Bis Dezember stand Engl noch in der Andreas Hofer Apotheke in Altusried im Oberallgäu. Zuletzt jedoch nur noch als Minijob, sagt sie. Zum Jahreswechsel wäre eine neue Software gekommen. Auch die Einführung des E-Rezepts sei ein Grund gewesen, weshalb die Seniorin die Apotheke nun ganz verließ. Die Arbeit habe ihr immer Freude bereitet – gerade die Kombination aus Backoffice und Kundenkontakt habe sie von einer Karriere in der Pharmaindustrie abgehalten.

Isny statt Südfrankreich

Denn das war eigentlich ihr Berufswunsch, als sie sich im Alter von 19 Jahren und dem Abitur in der Tasche nach einem Job umsah. Engl wuchs in Südfrankreich auf, ihre deutschen Eltern zogen aus beruflichen Gründen dorthin. Für die Ausbildung besuchte sie die Berufsschule in Isny, um sich über ihre Karrieremöglichkeiten in der Pharmaindustrie zu informieren. Als sie 1968 dort ankam, bewarb man die neue PTA-Ausbildung in höchsten Tönen. „Vielleicht wollten sie nur die Klasse voll bekommen“, sagt sie heute. Der Schule zufolge wurde der Ausbildungsberuf dort entwickelt und erstmalig in Isny angeboten.
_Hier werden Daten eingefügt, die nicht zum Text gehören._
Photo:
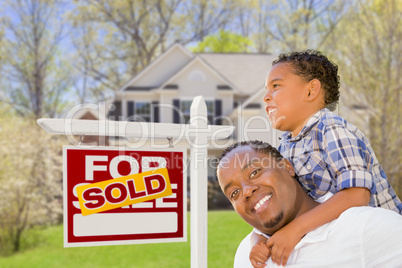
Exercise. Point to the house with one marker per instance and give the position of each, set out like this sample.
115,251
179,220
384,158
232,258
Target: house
232,85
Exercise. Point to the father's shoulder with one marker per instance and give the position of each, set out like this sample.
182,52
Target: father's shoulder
370,217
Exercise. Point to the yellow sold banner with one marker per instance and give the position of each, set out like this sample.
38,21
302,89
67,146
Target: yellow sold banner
123,191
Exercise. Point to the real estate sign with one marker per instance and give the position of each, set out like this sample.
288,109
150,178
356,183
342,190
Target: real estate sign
115,196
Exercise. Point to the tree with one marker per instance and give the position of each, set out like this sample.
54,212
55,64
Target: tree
36,77
224,41
30,179
290,25
369,50
117,39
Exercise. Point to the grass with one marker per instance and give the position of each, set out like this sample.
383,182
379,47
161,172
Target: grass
225,231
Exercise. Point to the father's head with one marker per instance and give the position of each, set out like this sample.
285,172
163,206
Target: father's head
260,184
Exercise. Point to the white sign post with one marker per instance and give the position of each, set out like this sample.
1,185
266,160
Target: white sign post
197,132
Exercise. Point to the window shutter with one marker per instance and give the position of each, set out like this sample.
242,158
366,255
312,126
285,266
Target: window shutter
155,111
116,113
218,112
130,111
176,114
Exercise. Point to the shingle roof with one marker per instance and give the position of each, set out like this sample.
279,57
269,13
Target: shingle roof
246,71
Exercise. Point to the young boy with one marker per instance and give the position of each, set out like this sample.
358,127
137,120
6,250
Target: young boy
328,153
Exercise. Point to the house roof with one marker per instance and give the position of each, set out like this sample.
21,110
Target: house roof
227,85
246,72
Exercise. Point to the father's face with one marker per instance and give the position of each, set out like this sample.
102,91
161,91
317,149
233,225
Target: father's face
261,190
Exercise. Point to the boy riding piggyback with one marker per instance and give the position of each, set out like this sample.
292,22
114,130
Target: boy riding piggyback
328,153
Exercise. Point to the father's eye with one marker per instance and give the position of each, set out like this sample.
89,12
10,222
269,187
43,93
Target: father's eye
234,193
255,172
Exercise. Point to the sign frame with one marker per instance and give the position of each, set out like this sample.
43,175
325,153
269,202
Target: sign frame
66,226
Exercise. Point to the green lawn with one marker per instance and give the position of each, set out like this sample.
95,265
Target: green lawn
225,230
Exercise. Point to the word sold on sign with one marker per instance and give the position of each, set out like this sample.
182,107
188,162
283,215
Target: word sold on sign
123,191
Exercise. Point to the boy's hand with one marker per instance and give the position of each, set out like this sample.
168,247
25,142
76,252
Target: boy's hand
259,254
282,243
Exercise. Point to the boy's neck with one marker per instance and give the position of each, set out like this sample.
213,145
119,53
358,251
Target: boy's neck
299,128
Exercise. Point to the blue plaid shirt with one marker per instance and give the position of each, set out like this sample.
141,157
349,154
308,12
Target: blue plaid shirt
330,154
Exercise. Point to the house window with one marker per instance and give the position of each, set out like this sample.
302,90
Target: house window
143,111
185,108
196,76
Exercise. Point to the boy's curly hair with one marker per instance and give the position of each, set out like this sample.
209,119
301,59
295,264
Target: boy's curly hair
312,64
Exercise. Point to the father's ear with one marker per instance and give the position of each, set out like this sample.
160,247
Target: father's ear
288,166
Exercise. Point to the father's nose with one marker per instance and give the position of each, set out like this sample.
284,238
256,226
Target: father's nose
267,97
249,190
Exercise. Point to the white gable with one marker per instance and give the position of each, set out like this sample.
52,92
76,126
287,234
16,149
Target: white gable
162,68
198,78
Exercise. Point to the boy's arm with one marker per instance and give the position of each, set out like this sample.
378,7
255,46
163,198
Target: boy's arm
259,252
285,239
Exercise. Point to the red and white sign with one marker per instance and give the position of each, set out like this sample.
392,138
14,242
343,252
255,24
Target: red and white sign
154,221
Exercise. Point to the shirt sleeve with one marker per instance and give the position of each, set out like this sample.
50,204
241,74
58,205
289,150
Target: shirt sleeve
348,157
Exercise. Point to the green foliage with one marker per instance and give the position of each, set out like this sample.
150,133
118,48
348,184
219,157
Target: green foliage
224,42
225,231
30,179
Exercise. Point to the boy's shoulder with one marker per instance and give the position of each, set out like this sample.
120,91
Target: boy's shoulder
331,121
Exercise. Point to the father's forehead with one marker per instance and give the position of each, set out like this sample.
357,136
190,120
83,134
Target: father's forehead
243,157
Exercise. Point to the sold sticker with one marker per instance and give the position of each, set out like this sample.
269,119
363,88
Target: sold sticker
124,191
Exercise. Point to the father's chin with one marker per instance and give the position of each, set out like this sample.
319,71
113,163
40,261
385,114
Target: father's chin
273,224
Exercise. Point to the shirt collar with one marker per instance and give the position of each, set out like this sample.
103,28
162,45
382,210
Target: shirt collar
287,136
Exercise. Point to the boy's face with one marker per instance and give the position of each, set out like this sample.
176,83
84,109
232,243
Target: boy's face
285,98
261,190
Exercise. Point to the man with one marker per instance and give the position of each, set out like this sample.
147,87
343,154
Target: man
261,186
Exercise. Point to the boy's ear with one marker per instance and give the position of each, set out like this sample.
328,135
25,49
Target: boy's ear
288,166
314,89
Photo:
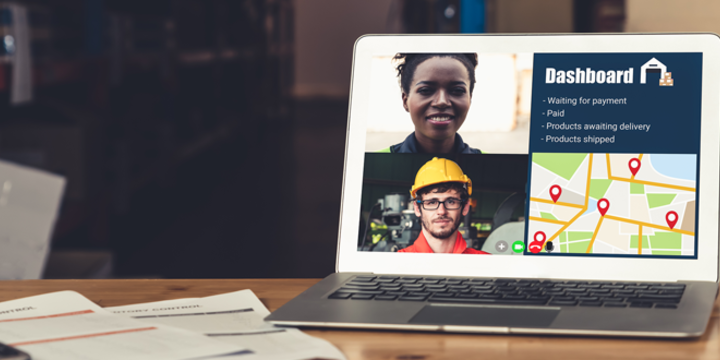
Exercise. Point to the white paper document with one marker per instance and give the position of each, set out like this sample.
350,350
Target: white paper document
235,318
65,325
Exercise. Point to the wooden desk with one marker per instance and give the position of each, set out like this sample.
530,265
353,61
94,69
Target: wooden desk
377,344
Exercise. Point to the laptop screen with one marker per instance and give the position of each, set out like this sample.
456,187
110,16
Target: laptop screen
544,154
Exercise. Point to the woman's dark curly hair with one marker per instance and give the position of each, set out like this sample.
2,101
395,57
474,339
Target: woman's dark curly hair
409,62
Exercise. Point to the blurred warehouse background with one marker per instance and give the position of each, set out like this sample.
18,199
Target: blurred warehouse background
205,138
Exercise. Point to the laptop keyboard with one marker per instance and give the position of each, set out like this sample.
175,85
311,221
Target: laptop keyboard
511,291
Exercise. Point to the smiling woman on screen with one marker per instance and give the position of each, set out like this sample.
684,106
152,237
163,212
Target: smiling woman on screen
436,92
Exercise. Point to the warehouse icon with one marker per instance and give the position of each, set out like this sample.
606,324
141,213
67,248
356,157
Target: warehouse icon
654,66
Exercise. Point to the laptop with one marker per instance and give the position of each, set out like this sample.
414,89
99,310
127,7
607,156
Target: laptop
527,184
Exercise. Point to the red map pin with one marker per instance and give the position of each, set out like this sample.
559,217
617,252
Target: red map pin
671,218
555,192
536,245
634,165
603,205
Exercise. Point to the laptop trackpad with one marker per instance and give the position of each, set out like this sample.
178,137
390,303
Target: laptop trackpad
485,316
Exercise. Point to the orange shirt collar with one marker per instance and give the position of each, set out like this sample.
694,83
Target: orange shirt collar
421,244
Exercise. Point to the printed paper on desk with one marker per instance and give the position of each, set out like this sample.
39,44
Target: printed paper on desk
66,325
235,318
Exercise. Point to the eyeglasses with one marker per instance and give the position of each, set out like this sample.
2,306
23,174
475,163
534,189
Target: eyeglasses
450,204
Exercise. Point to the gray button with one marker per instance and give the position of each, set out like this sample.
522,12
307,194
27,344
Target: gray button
501,246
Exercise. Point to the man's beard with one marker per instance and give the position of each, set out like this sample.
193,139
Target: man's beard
442,234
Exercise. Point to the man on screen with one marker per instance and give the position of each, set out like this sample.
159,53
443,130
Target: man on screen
441,194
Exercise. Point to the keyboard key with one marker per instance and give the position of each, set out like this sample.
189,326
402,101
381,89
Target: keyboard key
362,297
656,296
340,296
426,281
413,288
399,293
562,303
459,290
566,285
361,285
390,288
436,289
478,281
672,291
668,287
612,299
442,295
364,277
482,287
466,296
491,296
488,301
612,286
576,291
361,291
615,304
481,291
599,291
458,286
405,281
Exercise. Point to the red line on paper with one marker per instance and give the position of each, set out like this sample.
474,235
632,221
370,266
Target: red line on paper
82,336
50,316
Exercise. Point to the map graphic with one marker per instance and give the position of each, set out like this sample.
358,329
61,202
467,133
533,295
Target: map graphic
596,203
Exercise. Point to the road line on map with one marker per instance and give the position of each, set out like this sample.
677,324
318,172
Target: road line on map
587,186
582,211
556,203
616,218
607,160
552,221
650,183
592,241
639,159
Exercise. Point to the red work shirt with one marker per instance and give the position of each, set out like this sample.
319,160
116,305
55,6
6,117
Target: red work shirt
421,246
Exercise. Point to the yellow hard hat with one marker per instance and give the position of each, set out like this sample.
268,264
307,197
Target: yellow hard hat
438,171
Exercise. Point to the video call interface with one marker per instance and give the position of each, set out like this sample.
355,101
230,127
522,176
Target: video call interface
545,154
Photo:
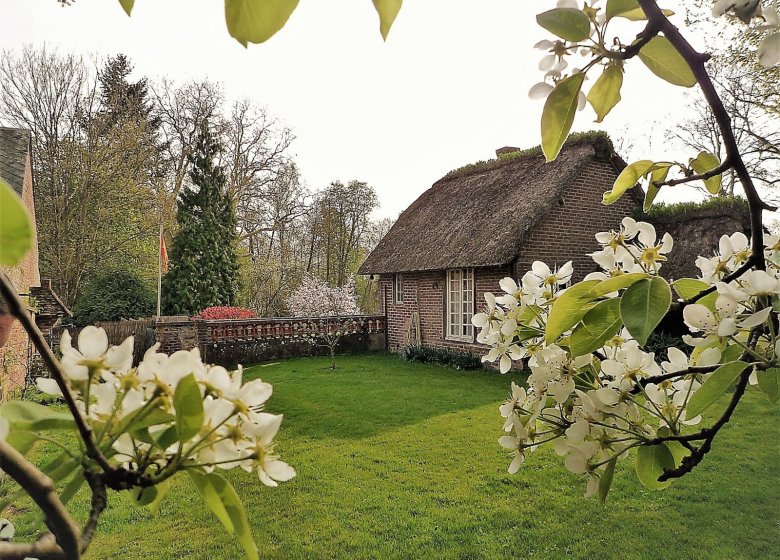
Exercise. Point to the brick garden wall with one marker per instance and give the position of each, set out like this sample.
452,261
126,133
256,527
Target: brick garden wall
424,293
247,341
567,233
14,354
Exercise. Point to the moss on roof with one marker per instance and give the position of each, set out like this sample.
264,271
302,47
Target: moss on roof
731,205
599,139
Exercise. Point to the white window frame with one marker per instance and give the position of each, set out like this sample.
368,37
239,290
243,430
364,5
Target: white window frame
459,305
398,288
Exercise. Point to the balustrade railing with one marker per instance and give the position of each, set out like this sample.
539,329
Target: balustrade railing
237,330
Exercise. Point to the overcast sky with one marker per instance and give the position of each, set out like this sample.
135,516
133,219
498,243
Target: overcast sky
447,88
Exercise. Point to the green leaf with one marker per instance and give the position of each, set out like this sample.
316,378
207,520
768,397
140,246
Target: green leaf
627,179
256,21
687,288
605,93
24,415
643,305
675,447
658,175
387,10
568,309
713,387
189,408
569,24
616,283
663,60
152,497
769,383
558,114
704,162
605,480
223,500
629,9
16,231
651,460
72,487
21,440
598,326
208,492
616,8
127,5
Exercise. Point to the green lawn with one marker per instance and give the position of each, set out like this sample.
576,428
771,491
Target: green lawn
397,460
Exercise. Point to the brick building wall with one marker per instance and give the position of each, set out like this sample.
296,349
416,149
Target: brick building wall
566,233
14,354
424,293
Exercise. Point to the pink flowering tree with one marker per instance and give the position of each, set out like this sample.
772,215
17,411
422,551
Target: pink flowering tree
332,305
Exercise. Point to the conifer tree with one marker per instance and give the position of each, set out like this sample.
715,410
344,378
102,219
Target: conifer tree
204,267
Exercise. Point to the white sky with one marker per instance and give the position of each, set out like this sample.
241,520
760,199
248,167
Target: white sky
447,88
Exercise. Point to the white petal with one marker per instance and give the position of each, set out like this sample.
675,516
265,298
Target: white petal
698,317
647,234
93,342
514,466
48,386
508,285
769,51
756,318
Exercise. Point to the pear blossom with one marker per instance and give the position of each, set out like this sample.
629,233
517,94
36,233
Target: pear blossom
235,432
7,530
629,365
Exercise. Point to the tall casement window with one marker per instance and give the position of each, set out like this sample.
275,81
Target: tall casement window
398,288
460,304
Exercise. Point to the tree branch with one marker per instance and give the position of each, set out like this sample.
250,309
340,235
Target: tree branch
16,308
42,490
725,166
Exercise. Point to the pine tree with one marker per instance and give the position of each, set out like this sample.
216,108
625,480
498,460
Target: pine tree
204,267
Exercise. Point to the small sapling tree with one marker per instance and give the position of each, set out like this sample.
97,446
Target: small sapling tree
332,307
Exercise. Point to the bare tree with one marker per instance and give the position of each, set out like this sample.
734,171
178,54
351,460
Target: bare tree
756,122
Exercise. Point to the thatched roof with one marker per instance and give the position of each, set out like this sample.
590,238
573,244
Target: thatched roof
480,215
14,146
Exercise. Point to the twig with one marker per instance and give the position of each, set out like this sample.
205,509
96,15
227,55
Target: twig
725,166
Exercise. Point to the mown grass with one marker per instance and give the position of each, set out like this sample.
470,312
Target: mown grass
399,460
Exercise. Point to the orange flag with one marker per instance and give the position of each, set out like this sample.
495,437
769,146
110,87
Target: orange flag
163,254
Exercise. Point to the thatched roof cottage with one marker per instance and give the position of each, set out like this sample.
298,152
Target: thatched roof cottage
16,170
486,221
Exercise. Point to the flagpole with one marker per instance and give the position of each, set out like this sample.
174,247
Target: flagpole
159,272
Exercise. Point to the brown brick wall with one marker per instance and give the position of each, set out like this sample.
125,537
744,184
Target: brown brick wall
13,355
567,233
424,293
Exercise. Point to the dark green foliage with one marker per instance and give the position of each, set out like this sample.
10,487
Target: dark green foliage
442,357
659,341
730,204
204,266
120,294
124,100
599,139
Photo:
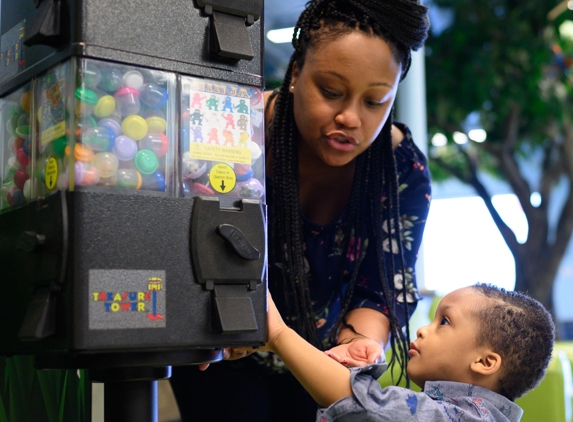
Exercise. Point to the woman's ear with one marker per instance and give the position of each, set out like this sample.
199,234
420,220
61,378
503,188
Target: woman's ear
294,77
487,363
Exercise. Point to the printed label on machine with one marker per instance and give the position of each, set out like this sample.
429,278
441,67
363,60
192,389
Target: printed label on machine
219,116
123,299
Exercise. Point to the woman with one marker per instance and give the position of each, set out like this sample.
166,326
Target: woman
348,195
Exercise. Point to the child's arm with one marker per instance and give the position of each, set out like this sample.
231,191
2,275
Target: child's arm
326,380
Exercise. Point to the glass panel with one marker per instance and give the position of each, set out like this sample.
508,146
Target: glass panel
15,148
123,128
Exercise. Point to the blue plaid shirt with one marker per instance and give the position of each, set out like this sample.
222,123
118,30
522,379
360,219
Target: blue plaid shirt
440,401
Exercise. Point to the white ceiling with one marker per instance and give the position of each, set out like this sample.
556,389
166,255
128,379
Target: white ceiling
279,14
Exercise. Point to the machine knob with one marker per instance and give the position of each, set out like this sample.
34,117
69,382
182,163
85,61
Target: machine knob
238,241
28,241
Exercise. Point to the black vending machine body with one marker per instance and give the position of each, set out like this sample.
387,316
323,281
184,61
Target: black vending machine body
132,194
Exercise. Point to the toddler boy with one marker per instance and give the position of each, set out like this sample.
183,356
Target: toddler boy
485,348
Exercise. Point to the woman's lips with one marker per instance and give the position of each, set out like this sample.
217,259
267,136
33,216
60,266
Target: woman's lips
413,349
341,141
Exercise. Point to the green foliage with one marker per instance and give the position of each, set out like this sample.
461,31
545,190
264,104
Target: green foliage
496,56
30,395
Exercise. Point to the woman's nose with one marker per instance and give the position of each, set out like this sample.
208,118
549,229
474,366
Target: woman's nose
349,116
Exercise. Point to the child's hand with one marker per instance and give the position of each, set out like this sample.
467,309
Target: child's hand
359,352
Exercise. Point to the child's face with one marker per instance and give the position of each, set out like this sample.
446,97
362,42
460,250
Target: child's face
445,349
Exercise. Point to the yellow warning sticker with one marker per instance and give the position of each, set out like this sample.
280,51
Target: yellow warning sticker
209,152
51,173
222,178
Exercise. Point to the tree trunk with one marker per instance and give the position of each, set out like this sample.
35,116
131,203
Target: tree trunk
534,277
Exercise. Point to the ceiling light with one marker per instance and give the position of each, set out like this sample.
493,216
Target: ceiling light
280,36
477,135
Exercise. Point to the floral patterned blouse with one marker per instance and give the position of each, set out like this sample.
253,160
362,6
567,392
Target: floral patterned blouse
324,253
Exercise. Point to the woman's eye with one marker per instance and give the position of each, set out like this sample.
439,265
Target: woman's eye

Die Ausbildungsinhalte überzeugten den Teenager und der Umzug nach Deutschland wurde geplant. „Es war das erste Mal, dass ich Unterricht auf Deutsch hatte“, so Engl. Sie verabschiedete sich vom Süden, zog in ein Wohnheim und begann im September als eine Schülerin des 2. Jahrgangs die Ausbildung. Ungewohnt seien auch die deutschen Winter gewesen. Doch der Zusammenhalt zwischen den Mitschülerinnen sei von Beginn an gut gewesen und habe die Sehnsucht nach zu Hause gemildert. Viele Apothekenhelferinnen, teils ein Jahrzehnt älter, hätten nochmals die Schulbank gedrückt.

Die Lehrinhalte und die vielen Praktika – auch in Apotheken – überzeugten Engl von der Apotheke. „Als ich von mehreren Mitschülerinnen gehört habe, wie eintönig die Arbeit bei Pharmaherstellern ist, wollte ich da nicht mehr hin.“ Sie entschied sich für die Apotheke. Zwischenzeitlich war sie acht Jahre in Frankreich in Cannes in einer Apotheke tätig. Der Kontakt zu Deutschland riss nie ab – weder zu Schulfreundinnen, noch zur Schule selbst.

PTA verdienen mehr

Als sie wieder nach Deutschland zurückkam, unterstützte sie den Schulaustausch zwischen Isny und Frankreich. „Wir sind alle betroffen und traurig wegen der Schließung der NTA in Isny“, sagt die PTA. Der Beruf hat ihr immer Freude bereitet. Noch immer hält sie sich auf dem Laufenden und hat eine klare Meinung zur geplanten Apothekenreform: „Die wenigsten PTA wollen alleine in der Apotheke sein“, sagt sie. „Stattdessen wollen sie Verantwortung, Anerkennung und Wertschätzung. PTA sollen nicht einfach in Light-Apotheken abserviert werden, nur weil es gerade praktisch ist.“

Die Inhaberinnen und Inhaber sollten PTA mehr Freiheiten gewähren dürfen, etwa beim Abzeichnen der Rezepte oder in der Rezeptur. Nach ein paar Berufsjahren sei dies durchaus zu verantworten. „Schade ist auch, dass Weiter- und Fortbildungen gehaltstechnisch nicht anerkannt werden. Die Kolleginnen machen das und geben sich Mühe und im Endeffekt profitiert davon der Chef.“ In Frankreich würden zudem Fremdsprachenkenntnisse finanziell gewürdigt. „Das wäre doch auch bei uns denkbar.“

Dass etwas unternommen werden muss, ist Engl klar. „Ich kann mich noch gut erinnern, als es noch 22.000 Apotheken gab.“ Ein Betrieb, in dem sie tätig war, meldete später auch Insolvenz an.